I was lucky enough to get two weeks’ work experience in an NHS pathology lab. Whilst based in the blood science department which consisted of haematology, virology and clinical biochemistry, I spent most of my time in the latter; although the department suggests unity between the sections, they are very much separate. The clinical biochemistry section is further split up into Automation (the largest area), and 4 other specialist areas; Point of Care Testing, High Performance Liquid Chromatography, Proteins and Liquid Chromatography Mass Spectrometry. Unfortunately, I was unable to handle the samples due to caution of Hepatitis B, a robust virus which can survive on surfaces for up to 3 months and often survive after the surface has been bleached.

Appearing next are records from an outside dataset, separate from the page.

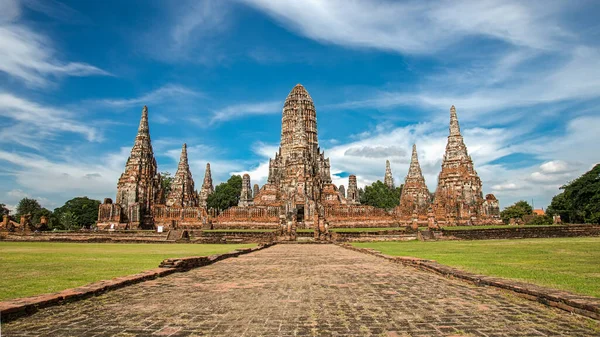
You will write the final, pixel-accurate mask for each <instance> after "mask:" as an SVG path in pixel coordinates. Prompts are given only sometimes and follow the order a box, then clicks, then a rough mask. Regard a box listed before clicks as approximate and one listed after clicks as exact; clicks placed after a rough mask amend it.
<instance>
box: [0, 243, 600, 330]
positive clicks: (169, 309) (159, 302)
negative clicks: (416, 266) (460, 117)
mask: <svg viewBox="0 0 600 337" xmlns="http://www.w3.org/2000/svg"><path fill="white" fill-rule="evenodd" d="M2 333H3V335H2V336H37V335H43V336H148V335H153V336H203V335H210V336H311V335H318V336H369V335H371V336H450V335H457V336H593V335H600V324H599V323H598V322H596V321H593V320H590V319H587V318H583V317H580V316H576V315H571V314H569V313H567V312H564V311H561V310H558V309H552V308H548V307H545V306H543V305H541V304H538V303H535V302H531V301H527V300H523V299H520V298H516V297H514V296H511V295H510V294H508V293H506V292H501V291H498V290H495V289H491V288H484V287H476V286H472V285H469V284H467V283H464V282H460V281H454V280H449V279H446V278H443V277H440V276H438V275H435V274H430V273H426V272H422V271H418V270H415V269H412V268H409V267H403V266H401V265H398V264H393V263H391V262H388V261H385V260H383V259H380V258H377V257H374V256H370V255H366V254H361V253H357V252H353V251H350V250H346V249H343V248H340V247H337V246H333V245H277V246H274V247H271V248H269V249H265V250H262V251H259V252H256V253H252V254H249V255H243V256H241V257H239V258H233V259H227V260H224V261H221V262H218V263H216V264H213V265H210V266H207V267H203V268H199V269H195V270H192V271H190V272H187V273H177V274H173V275H171V276H168V277H164V278H161V279H157V280H153V281H148V282H144V283H141V284H138V285H133V286H130V287H126V288H123V289H120V290H116V291H113V292H109V293H107V294H105V295H102V296H99V297H95V298H91V299H87V300H84V301H79V302H74V303H70V304H67V305H64V306H58V307H52V308H48V309H44V310H41V311H40V312H38V313H36V314H35V315H33V316H29V317H26V318H22V319H19V320H16V321H13V322H11V323H9V324H6V325H3V327H2Z"/></svg>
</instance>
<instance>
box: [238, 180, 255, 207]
mask: <svg viewBox="0 0 600 337" xmlns="http://www.w3.org/2000/svg"><path fill="white" fill-rule="evenodd" d="M253 203H254V201H253V200H252V188H250V175H249V174H247V173H246V174H244V176H243V177H242V192H241V194H240V201H239V203H238V206H240V207H244V206H251V205H252V204H253Z"/></svg>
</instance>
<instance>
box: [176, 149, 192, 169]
mask: <svg viewBox="0 0 600 337" xmlns="http://www.w3.org/2000/svg"><path fill="white" fill-rule="evenodd" d="M182 165H183V166H184V168H186V169H189V167H190V165H189V164H188V161H187V144H186V143H183V146H182V147H181V156H179V166H182Z"/></svg>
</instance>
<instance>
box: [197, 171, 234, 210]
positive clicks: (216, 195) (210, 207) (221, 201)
mask: <svg viewBox="0 0 600 337" xmlns="http://www.w3.org/2000/svg"><path fill="white" fill-rule="evenodd" d="M241 193H242V177H241V176H239V175H233V176H231V178H229V180H227V182H225V183H220V184H219V185H217V187H216V188H215V191H214V192H213V193H212V194H211V195H209V196H208V199H207V200H206V204H207V207H208V208H209V209H210V208H214V209H216V210H219V211H222V210H226V209H228V208H229V207H233V206H237V204H238V202H239V200H240V194H241Z"/></svg>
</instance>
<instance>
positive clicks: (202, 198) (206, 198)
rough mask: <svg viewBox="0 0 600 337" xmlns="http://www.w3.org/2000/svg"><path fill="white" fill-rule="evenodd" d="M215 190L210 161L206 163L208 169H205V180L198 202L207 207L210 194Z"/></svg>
mask: <svg viewBox="0 0 600 337" xmlns="http://www.w3.org/2000/svg"><path fill="white" fill-rule="evenodd" d="M214 192H215V188H214V187H213V183H212V174H211V172H210V163H206V169H205V171H204V181H203V182H202V188H201V189H200V194H199V197H198V198H199V200H198V203H199V205H200V207H204V208H206V201H207V200H208V196H209V195H211V194H213V193H214Z"/></svg>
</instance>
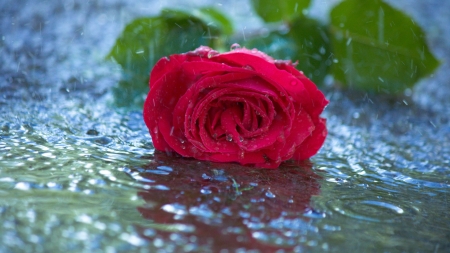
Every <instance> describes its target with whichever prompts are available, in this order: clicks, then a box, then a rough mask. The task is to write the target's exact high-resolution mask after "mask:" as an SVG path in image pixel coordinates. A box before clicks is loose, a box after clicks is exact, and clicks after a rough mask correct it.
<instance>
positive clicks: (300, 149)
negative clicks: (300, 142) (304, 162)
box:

I was able to observe the journey of up to 8000 patient samples a day, through pre-analytical, analytical and post analytical stages. Most of my time was spent in automation where I moved between the four lines and became familiar with the machines and the tests they run. The first line was used for samples coming from A&E and thus including assays for troponin T, a marker for Myocardial infarction, the other lines did not include such assays. I came across multiple methods used to determine contents of the samples including spectrophotometry, Ion Selective Electrodes, Immunoassays, colorimetric assays, electrophoresis and immunoelectrophoresis. Whilst on this experience I realised how important calibration, Internal and external quality controls are when maintaining the machines; to ensure the most accurate and valid results.

After graduation, I must complete a portfolio approved by IBMS in order to officially be a biomedical scientist. Whilst on work experience the difficulty in finding a year placement was reiterated again and again. These warnings did not put me off working within a lab, but instead further motivated me to apply to as many trainee positions as possible and push to get a placement; even if that means moving out of London. These two weeks of work experience confirmed the area of work I want to be in after graduation.